独学でも実力主義の世界なので、実績やセンスがあればグラフィックデザイナーへの道は閉ざされることはないです。しかし、全くの初心者が基礎から独学で学ぶのは、とても大変です。社会人の方なら時間も限られているのでなおさら大変です。

グラフィックデザインを学べる多くの専門学校やスクールでは、社会人向けに夜間コースや土日のコースを設けています。経験豊富な講師の指導は的確で、疑問もその場で解決、何より他の生徒や先生の作品を見て刺激を受けます。モチベーションの維持の面でも将来の人脈作りの点から見ても、メリットが多いといえます。
専門学校やスクールによっては、就職活動も決まるまで学費免除をするなど、受講後でも手厚いサポート体制を用意しています。

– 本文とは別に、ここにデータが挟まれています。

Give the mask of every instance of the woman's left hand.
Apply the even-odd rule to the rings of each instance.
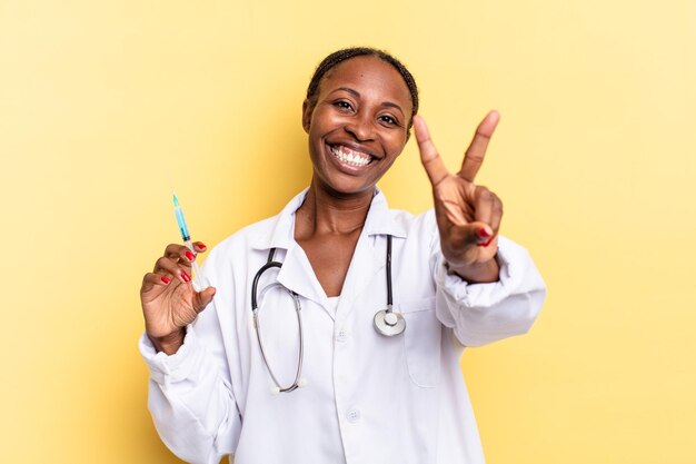
[[[484,162],[499,115],[490,111],[478,125],[461,169],[450,174],[440,158],[425,120],[414,117],[420,160],[432,185],[435,215],[443,255],[450,270],[469,283],[498,280],[498,229],[503,203],[496,194],[474,184]]]

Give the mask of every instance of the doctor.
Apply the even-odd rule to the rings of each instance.
[[[182,460],[484,463],[459,358],[527,332],[545,287],[525,249],[498,235],[498,197],[475,184],[498,113],[450,174],[417,110],[394,57],[331,53],[302,106],[309,188],[217,246],[201,292],[190,283],[197,256],[181,245],[145,276],[149,408]],[[435,206],[415,217],[376,187],[411,125]],[[281,267],[260,274],[255,293],[271,249]],[[376,314],[389,303],[404,328],[385,336]],[[294,384],[305,386],[274,394]]]

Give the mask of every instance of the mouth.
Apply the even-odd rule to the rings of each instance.
[[[340,162],[356,168],[364,168],[377,159],[368,152],[356,150],[339,144],[329,145],[329,151]]]

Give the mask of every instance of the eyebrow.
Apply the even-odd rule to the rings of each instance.
[[[350,87],[339,87],[339,88],[337,88],[337,89],[331,90],[331,91],[329,92],[329,95],[331,95],[331,93],[334,93],[334,92],[337,92],[337,91],[339,91],[339,90],[346,91],[346,92],[348,92],[348,93],[350,93],[350,95],[355,96],[356,98],[360,98],[360,92],[359,92],[359,91],[357,91],[357,90],[355,90],[355,89],[351,89]],[[395,103],[395,102],[391,102],[391,101],[382,101],[381,106],[382,106],[382,107],[385,107],[385,108],[395,108],[395,109],[399,110],[399,111],[401,112],[401,115],[406,116],[406,113],[404,112],[404,110],[401,109],[401,107],[400,107],[400,106],[398,106],[398,105],[397,105],[397,103]]]

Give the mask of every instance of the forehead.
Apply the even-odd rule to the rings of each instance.
[[[392,101],[405,110],[412,102],[404,77],[394,66],[378,57],[362,56],[341,61],[327,71],[319,85],[319,95],[347,87],[361,97]]]

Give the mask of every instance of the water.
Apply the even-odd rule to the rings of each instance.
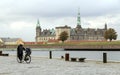
[[[9,55],[16,55],[16,51],[3,51],[3,53],[9,53]],[[70,57],[81,58],[92,60],[103,60],[103,53],[107,53],[107,60],[120,61],[120,51],[52,51],[52,58],[61,58],[69,53]],[[33,57],[48,57],[49,51],[32,51],[31,56]]]

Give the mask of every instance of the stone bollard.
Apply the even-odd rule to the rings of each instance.
[[[65,61],[69,61],[69,53],[65,54]]]
[[[107,63],[107,53],[103,53],[103,63]]]
[[[49,58],[52,59],[52,51],[49,51]]]

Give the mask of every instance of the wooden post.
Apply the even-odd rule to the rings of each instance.
[[[69,61],[69,53],[65,54],[65,61]]]
[[[52,59],[52,51],[49,51],[49,58]]]
[[[107,63],[107,53],[103,53],[103,63]]]

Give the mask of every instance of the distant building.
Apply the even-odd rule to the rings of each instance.
[[[49,40],[58,40],[61,32],[66,31],[68,33],[67,41],[103,41],[104,33],[107,30],[107,24],[103,29],[94,28],[82,28],[80,21],[80,12],[77,16],[76,28],[71,28],[67,25],[56,27],[55,29],[42,30],[39,20],[36,26],[36,42],[48,42]]]
[[[0,38],[0,42],[3,45],[18,45],[18,44],[24,44],[23,40],[21,38]]]

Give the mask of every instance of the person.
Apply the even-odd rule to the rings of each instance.
[[[22,44],[19,44],[17,47],[17,57],[20,60],[20,63],[22,63],[22,59],[23,59],[23,50],[25,50],[25,48],[23,47]]]
[[[29,56],[31,54],[31,49],[30,48],[26,48],[25,49],[25,58],[24,60],[27,60],[26,57]]]

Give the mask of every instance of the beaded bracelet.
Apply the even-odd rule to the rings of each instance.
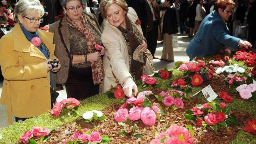
[[[84,61],[86,62],[87,61],[87,55],[84,54],[83,56],[84,56]]]

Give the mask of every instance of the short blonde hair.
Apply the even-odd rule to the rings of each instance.
[[[26,16],[28,13],[37,11],[42,17],[45,14],[44,7],[38,0],[20,0],[16,4],[14,8],[15,20],[18,22],[18,16]]]
[[[106,18],[108,10],[110,6],[115,3],[125,11],[126,14],[128,12],[128,5],[125,0],[102,0],[100,2],[100,14],[103,18]]]

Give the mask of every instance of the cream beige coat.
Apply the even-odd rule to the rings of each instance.
[[[141,35],[142,30],[140,25],[136,24],[138,19],[136,12],[129,7],[128,17],[134,23]],[[106,22],[101,36],[106,52],[103,59],[105,76],[103,82],[103,92],[115,86],[119,82],[122,86],[126,78],[131,77],[129,72],[129,55],[127,47],[121,32],[116,27]]]

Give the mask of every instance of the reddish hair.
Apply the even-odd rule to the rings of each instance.
[[[233,7],[235,5],[235,3],[232,0],[218,0],[216,2],[216,6],[217,11],[219,8],[225,10],[227,5],[231,5]]]

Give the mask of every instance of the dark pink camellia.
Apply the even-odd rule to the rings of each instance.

グラフィックデザインに役立つ資格を取得して自信をつける

実力や実績が重要視されやすい業界ですから、一歩を踏み出すために自分に自信をつけてあげたいものです。次のような資格が心強い味方になってくれます。

・Photoshop(R)クリエイター能力試験

Adobe Photoshop(R)のソフトのスキルを証明する資格です。アシスタントレベルの「スタンダード」とデザイナーレベルの「エキスパート」の2段階に分かれています。プロを目指すのなら、「エキスパート」を目指しましょう。実技に重きをおいている試験です。

・ Illustrator(R)クリエイター能力試験

Adobe Illustrator(R)ソフトのスキルチェックができます。色調補正、加工などの比較的易しい問題ではなく、制作を想定した試験です。
「スタンダード」と「エキスパート」に分かれ、「スタンダード」は指示通りにIllustrator(R)で作業できるレベル、「エキスパート」は、クライアントの要望通りのコンテンツ制作ができる実力を示すものとされています。

・DTPエキスパート

DTPとは、DeskTop Publishing(デスクトップパブリッシング)の略で、訳すと「机上出版」となります。机の上のパソコンで作ったデータを印刷するまでという意味になります。
DTPエキスパート試験とは、クライアントの要望通りのデザインを設計し、それを実現させるための全体的な流れと知識と技術を問う試験です。

その3つの他に色彩検定(R)2級、3級なども役に立ちます。

まとめ

グラフィックデザインの世界は、確かに狭き門ですが、実力さえあれば活躍することは可能です。社会人になってからでも、十分チャンスはあります。興味があるのなら、ここで挙げた資格を取って、チャレンジしてみてください。